La gineta es un animal que hasta muy recientemente fue cazado, por lo que no debería mostrar la más mínima confianza ante nuestra presencia. Se tiene constancia de que los romanos tenían jinetas como mascotas en sus casas antes de que los gatos domésticos fuesen traídos de Egipto. En tiempos de Octavio Augusto se introdujo en las Baleares un animal bajo el nombre de 'ictis' para que acabara con las plagas de conejos de las islas. Descartando el gato, el meloncillo y otras mangostas, 'ictis' pudo ser la jineta. También se le llamó 'gato árabe'; se creía que pudieron ser éstos, ya que los jinetes adornaban su montura con piel de este animal, dando origen así a su nombre. De lo que no cabe duda es que la jineta fuese traída de África, donde se domesticó para liberar a los hogares de los roedores. Una vez llegó a la Península se asilvestró de nuevo enriqueciendo nuestra biodiversidad. Además es un animal beneficioso para el hombre y los ecosistemas naturales, por su papel en la regulación de las poblaciones de micromamíferos y por la dispersión de semillas que realiza con sus excrementos.

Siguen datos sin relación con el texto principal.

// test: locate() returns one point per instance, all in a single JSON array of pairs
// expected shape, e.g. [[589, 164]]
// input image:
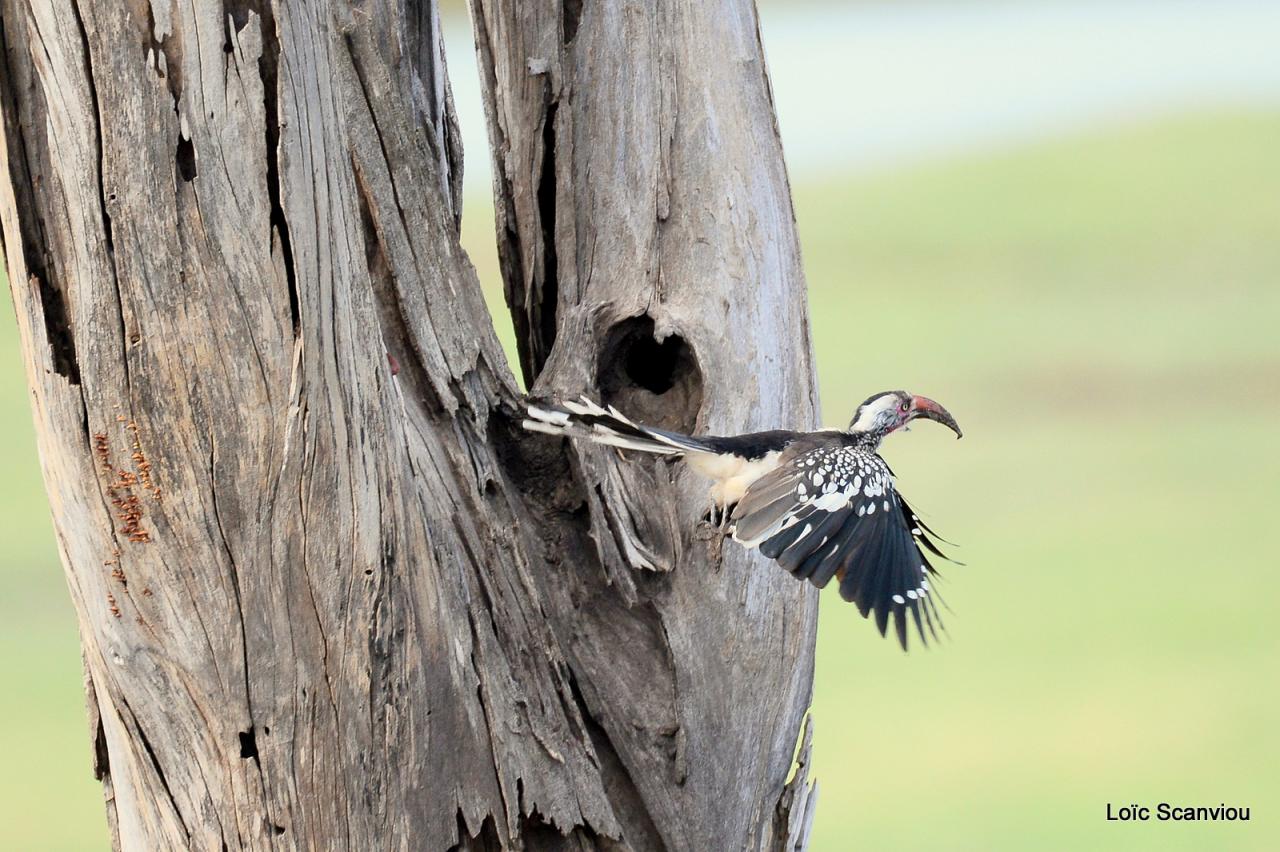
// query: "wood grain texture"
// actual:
[[329, 595]]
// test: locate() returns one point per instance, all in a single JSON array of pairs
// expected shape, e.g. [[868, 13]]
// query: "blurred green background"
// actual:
[[1100, 307]]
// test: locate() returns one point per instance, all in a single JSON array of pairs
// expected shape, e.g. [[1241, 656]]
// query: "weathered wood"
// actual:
[[329, 595]]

Existe una curiosa coincidencia entre el hombre y nuestra amiga la gineta. El Homo sapiens también llegó de África a Europa, pero su llegada es muy anterior al de la jineta; la llegada del sapiens a España tuvo como consecuencia el hibridismo con otra especie de Homo, el neanderthalensis, que durante años consideramos inferior y extinto. Hoy todo parece indicar que ni era inferior ni se extinguió, sino que ambos somos una misma especie. Vemos divisiones donde solo hay un necesario mundo diverso. Y llamar extranjera a nuestra jineta sería sin duda una falacia. Pensar en la vida y su evolución es un buen antídoto contra la estupidez humana.